Jack_ Secret Vengeance - F. Paul Wilson [62]
It was risky business, but sometimes you had to break the rules.
“So, we’ve learned that this bill means Dad had a vasectomy in 1962 that reversed itself in 1968 and was then redone by this Doctor Welsch. Fine. But you said it explains lots of things. What? It doesn’t explain anything to me.”
Kate grinned. “It explains why Mom calls you ‘miracle boy.’”
Her words hit like a hammer against the side of his head.
“Oh, God! It does!”
All his life he’d wondered about that, but she’d never had a good answer. Now he knew why she couldn’t explain it to him. By some—in her eyes—miracle, her supposedly sterile husband had become fertile again to give her a surprise baby.
“It also explains why you’ve been her favorite since the day you were born, something that did not endear you to your big brother.”
Jack shook his head. He fought a smile but it broke through.
“I guess I am a miracle boy.”
In a way it was a relief to realize that he wasn’t expected to perform a miracle sometime in the future. The miracle was already behind him.
Kate rose and kissed him on the top of his head, then handed him the folded bill.
“I’m glad you found it. I don’t know how you got your hands on it and I’m not sure I want to, but I’m glad to know what I know. As I said, it answers some questions.” She tousled his already messed-up hair. “Heading back?”
He shook his head. He had some thinking to do.
“Not yet. Think I’ll stay here. Catch you later.” As she started to move away, he laughed and said, “And tell the folks their accident says hi.”
Kate came back and leaned close, shaking a finger in his face. She wasn’t smiling.
“Don’t make me sorry I explained this to you. I don’t want to hear you refer to yourself as an ‘accident’ again. Okay? Please?”
He realized he’d upset her, and Kate was the last person on Earth he wanted to upset.
“Okay. Deal. Never again.” Anything for Kate.

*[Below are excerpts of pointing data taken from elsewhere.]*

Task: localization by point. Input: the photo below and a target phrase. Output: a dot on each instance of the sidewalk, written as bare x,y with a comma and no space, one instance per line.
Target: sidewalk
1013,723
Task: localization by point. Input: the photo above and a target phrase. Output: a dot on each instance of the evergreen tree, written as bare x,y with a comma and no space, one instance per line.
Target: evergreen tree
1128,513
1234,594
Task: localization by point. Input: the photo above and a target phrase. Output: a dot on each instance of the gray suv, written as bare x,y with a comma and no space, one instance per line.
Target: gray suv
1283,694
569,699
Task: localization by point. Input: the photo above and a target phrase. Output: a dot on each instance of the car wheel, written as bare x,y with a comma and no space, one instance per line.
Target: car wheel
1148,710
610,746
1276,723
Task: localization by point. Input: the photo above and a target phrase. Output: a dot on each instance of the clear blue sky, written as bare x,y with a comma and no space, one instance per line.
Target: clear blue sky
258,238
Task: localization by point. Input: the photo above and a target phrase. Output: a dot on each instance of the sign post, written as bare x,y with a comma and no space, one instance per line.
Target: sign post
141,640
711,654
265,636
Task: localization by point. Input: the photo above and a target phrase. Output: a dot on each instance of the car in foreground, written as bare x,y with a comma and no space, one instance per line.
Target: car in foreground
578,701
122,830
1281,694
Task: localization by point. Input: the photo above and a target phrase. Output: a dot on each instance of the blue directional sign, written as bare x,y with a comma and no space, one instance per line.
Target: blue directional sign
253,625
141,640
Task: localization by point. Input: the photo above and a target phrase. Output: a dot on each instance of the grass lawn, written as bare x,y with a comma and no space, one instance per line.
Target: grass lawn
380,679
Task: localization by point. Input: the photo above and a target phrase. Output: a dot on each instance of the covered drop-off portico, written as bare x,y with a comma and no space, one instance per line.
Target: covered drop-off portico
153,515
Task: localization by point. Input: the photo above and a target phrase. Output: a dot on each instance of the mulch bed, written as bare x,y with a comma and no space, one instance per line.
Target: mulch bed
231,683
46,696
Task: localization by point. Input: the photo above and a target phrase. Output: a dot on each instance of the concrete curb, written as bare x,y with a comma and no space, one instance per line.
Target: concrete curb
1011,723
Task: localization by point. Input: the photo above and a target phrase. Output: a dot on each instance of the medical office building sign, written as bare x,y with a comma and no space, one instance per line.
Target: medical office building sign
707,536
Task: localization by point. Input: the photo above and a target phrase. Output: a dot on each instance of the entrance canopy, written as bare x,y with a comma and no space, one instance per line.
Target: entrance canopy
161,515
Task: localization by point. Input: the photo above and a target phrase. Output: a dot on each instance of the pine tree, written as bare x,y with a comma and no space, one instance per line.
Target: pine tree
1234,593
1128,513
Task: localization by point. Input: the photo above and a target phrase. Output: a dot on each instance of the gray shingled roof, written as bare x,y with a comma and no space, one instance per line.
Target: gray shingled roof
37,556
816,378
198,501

She smiled. “Great. See you home.” Waving, she walked off.
Jack slouched on the bench. Now that the “miracle boy” mystery had been cleared up, and a family secret revealed, he felt an oddly peaceful feeling settle over him. But it didn’t last long.
The lock … Toliver’s damn lock. He couldn’t find any way past it.
He stared at the water and the canoers for a moment, then let his eyes drift closed. Maybe he could dream up a solution if he caught another forty winks. If nothing else, he needed the sleep.
5
“Some things that seem like accidents are not.”
Jack’s eyes popped open at the sound of a voice to his right. He thought it sounded like—
“Oh, hi, Mrs. Clevenger.”
The old woman sat next to him on the bench, her black scarf around her neck despite the warmth of the day. Her three-legged dog sat at her feet, panting as he stared at Jack.
Once again, where had these two come from? When he’d closed his eyes, they’d been nowhere in sight. Had he napped?
She turned her dark eyes on him. “I couldn’t help overhearing.”
Overhearing from where? he wanted to say. You weren’t in eyeshot, let alone earshot.
But then, she might have been screened by one of the trees or the people wandering around.
“Overhearing what?”
“About the ‘miracle’ of your birth.”
Jack suddenly felt uncomfortable. “That was private.”
She smiled. “But spoken in such a public place.”
Couldn’t argue with her on that.
“Yeah, well…”
“As I said, some happenings that appear accidental are not.” She lowered her voice. “Like your father’s return to fertility, perhaps.”
Jack looked around. Now he was really uncomfortable.
“I don’t think that’s something to talk about outside the family.”
She laughed. “Nor inside the family, I gather. Not to worry, no one will hear us. This is a conversation between an old woman and a teenage boy. No one is interested.”
They could be very interested, Jack thought, if the old woman is rumored to be a witch.